Designing a logo? READ THIS FIRST.
Updated: May 11, 2022
Having worked with small businesses and start-ups for more than a decade now let me list out some deadly mistakes small businesses often commit.
Using plagiarized material- Copying is an act of theft, using plagiarized content for your business since the very beginning for the very identity of your business is the mother of all evil. Don’t start your business on an evil note. Apart from the moral aspect, the copied logo will lack distinction and hence will not solve its purpose. Moreover, it downgrades your brand’s image and may lead to unwelcomed legal proceedings.
Here's a huge faux Facebook committed, a simple reverse search could have saved them huge dollars. The worst thing is, both logos were done by the same agency.
TIP 1: Never fall for “I’ll design your logo for 5$” bullshit, it is actually “I’ll copy someone’s logo and give it to you for 5 $” A logo design process demands too much to be delivered within a day or a week and in 5$.
TIP 2: Explicitly mention to your logo designer you will not accept plagiarized material. The simplest way to check that is reverse image search.
Compromising on legibility- You are considering an entire logo design exercise for the sole purpose of building a brand, for people to remember your name, What’s the point of this whole exercise if your brand name isn’t even properly readable. This sounds quite obvious and easily avoidable but small businesses often commit this mistake. There are case studies of even big multinational committing this mistake.
Here's an example of legibility test done by big corporations. You can do the least bit.
TIP 3: Don’t trust your eyes, show your logo to different sample groups (Small Kids, Adult Men & Women, Old people ) Show them the logo without any context, just ask them to read and gauge their perception about the logo. Never start using a logo without doing this.
TIP 4: Consider the cultural background of your target audience. In a country like India with such a diverse audience. It is important to make sure that the name of your brand is easily readable and does not mean anything negative in different cultures or languages.
Trying to put too many things in the logo- I have often seen businessmen desperate to include every aspect of their business. It is not necessary that a pizzeria should have a pizza in their logo. This topic was debatable and the research papers are out. Having a business element added to the logo can be a good add-on but it is not necessary at all and does not put any real weight to the brand’s recollection.

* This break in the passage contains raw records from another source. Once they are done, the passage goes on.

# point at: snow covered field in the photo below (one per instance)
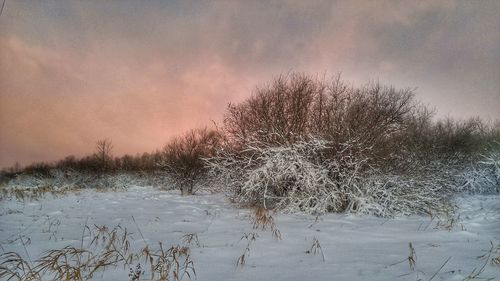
(349, 247)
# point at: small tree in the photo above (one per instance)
(103, 154)
(182, 158)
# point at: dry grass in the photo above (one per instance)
(263, 220)
(412, 257)
(316, 248)
(107, 248)
(250, 238)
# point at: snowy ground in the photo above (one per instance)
(354, 248)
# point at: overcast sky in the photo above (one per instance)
(140, 72)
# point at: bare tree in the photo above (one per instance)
(182, 158)
(103, 154)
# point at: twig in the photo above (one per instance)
(449, 258)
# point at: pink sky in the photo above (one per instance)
(73, 72)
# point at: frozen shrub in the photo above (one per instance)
(182, 160)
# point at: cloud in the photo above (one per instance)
(139, 73)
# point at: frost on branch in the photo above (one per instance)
(298, 177)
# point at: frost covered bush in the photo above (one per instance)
(298, 177)
(484, 176)
(59, 181)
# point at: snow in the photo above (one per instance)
(354, 247)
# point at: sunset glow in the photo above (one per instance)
(140, 72)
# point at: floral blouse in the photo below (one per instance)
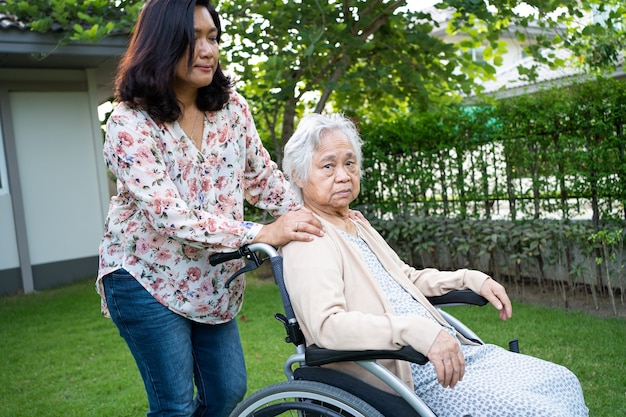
(175, 205)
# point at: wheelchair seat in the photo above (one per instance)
(386, 403)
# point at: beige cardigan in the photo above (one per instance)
(339, 305)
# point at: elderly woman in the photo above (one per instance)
(350, 290)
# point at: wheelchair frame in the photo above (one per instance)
(325, 396)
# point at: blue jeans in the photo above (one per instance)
(173, 352)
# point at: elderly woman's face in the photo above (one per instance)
(334, 175)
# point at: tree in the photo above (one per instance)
(372, 59)
(75, 20)
(376, 58)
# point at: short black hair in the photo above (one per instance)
(162, 35)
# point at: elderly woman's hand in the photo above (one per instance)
(496, 295)
(446, 356)
(294, 225)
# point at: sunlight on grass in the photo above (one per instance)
(61, 358)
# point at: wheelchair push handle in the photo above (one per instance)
(253, 260)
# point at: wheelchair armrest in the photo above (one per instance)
(458, 297)
(316, 356)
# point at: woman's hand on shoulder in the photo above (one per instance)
(357, 215)
(298, 225)
(497, 296)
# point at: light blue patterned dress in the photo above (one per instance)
(497, 383)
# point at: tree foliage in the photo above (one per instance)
(372, 59)
(75, 20)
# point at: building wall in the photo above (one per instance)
(62, 195)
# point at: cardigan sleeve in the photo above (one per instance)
(339, 308)
(431, 281)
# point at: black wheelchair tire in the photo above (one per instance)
(303, 398)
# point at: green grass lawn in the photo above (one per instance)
(61, 358)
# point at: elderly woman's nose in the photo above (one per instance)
(342, 174)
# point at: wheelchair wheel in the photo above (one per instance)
(303, 399)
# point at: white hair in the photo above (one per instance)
(305, 141)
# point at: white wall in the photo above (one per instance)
(59, 174)
(8, 245)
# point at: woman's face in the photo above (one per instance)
(334, 176)
(206, 53)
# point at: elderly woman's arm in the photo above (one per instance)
(314, 277)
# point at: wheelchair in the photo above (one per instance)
(312, 390)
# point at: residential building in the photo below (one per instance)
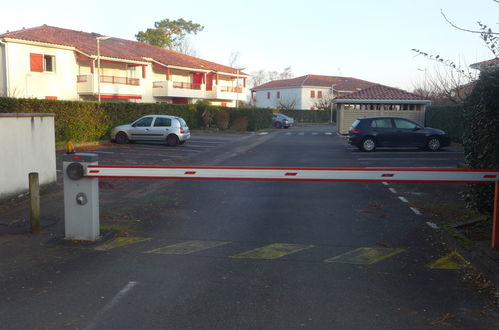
(308, 92)
(48, 62)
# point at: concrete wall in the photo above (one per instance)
(28, 145)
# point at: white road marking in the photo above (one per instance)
(433, 225)
(415, 210)
(111, 303)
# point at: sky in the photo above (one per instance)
(365, 39)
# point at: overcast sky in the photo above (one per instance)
(365, 39)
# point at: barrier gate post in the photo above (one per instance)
(81, 198)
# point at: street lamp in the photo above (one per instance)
(98, 64)
(332, 97)
(237, 85)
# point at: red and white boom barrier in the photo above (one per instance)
(294, 174)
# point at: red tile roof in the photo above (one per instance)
(113, 47)
(484, 64)
(342, 84)
(381, 92)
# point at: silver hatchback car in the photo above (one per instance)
(172, 130)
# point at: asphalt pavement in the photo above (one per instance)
(188, 254)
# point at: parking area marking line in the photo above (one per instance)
(120, 242)
(365, 256)
(416, 211)
(272, 251)
(452, 261)
(188, 247)
(119, 296)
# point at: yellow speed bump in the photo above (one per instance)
(188, 247)
(365, 256)
(121, 241)
(451, 261)
(272, 251)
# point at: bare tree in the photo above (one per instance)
(286, 103)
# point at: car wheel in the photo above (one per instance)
(433, 143)
(368, 144)
(172, 140)
(121, 138)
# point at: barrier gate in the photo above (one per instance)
(81, 174)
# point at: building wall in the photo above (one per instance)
(28, 145)
(346, 117)
(27, 84)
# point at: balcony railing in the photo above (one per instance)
(111, 80)
(184, 85)
(231, 89)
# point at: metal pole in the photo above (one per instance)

TIP 5: Keep it simple. Do not overdo your logo. The best logos are simply written out in clear decent font. Look at Google, Lenovo, Fedex,
TIP 6: Monogram/ Brand symbol is not a necessity for every brand- Do not opt for a monogram/ brand symbol unless it is very important in your industry. and if you do, make sure it is justifying its presence and solving its purpose.

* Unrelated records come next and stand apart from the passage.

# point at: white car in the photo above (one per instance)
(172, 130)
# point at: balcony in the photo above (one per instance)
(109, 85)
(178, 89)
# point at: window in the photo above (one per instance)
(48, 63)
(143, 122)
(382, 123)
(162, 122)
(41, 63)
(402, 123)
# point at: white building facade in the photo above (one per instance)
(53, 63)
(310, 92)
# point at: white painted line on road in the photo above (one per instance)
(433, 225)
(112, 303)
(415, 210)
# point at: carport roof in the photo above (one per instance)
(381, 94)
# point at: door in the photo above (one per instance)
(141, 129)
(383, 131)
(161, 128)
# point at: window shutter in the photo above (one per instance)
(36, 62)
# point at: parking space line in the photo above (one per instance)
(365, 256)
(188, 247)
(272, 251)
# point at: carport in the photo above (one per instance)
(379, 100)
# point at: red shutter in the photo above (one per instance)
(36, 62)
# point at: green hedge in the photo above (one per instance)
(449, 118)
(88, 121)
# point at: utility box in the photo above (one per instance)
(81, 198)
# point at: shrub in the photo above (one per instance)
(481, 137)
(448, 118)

TIP 7: Check the black and white version of your logo. Make sure it does not lose its mnemonic factor when presented in monochrome. Your logo is something that can go anywhere, can be printed on any media, in any way. Make sure it looks the same all the time.
TIP 8: Make sure your logo is easily adaptable and fits well on different layout settings, Easily visible in extremely small or large spaces.
Budgeting for your logo- Do not overspend on your logo, understand how important it is for your business at this moment and invest accordingly.
Tip 9: If you are just starting out, bootstrapping, testing waters, simply type out your brand name in a decent relevant font and colour and use it as your logo. Keep it constant across all touchpoints.
TIP 10: A good logo is one of the most important pillars of brand building but it does not supersede solid product and service. The brand is all about consistency delivering the same reliable experience every time, Logo is one part of the experience that helps them remember and reconnect.
TIP 11: Trademark your logo as soon as you can- Do not apply for name and logo separately (as advised by a majority of trademark consultancy firms just to milk more money from clients), You’ll get the same protection when applied in a single application. There is no point spending 2–5 lacs on trademarks in each and every category if you don’t have a business in that category to prove you will any way loose the case. Select only relevant classes according to your scope of business.
Sorry for the 11th Tip, That’s me often going the extra mile :)
I work closely with small businesses and start-ups to help them build better brands.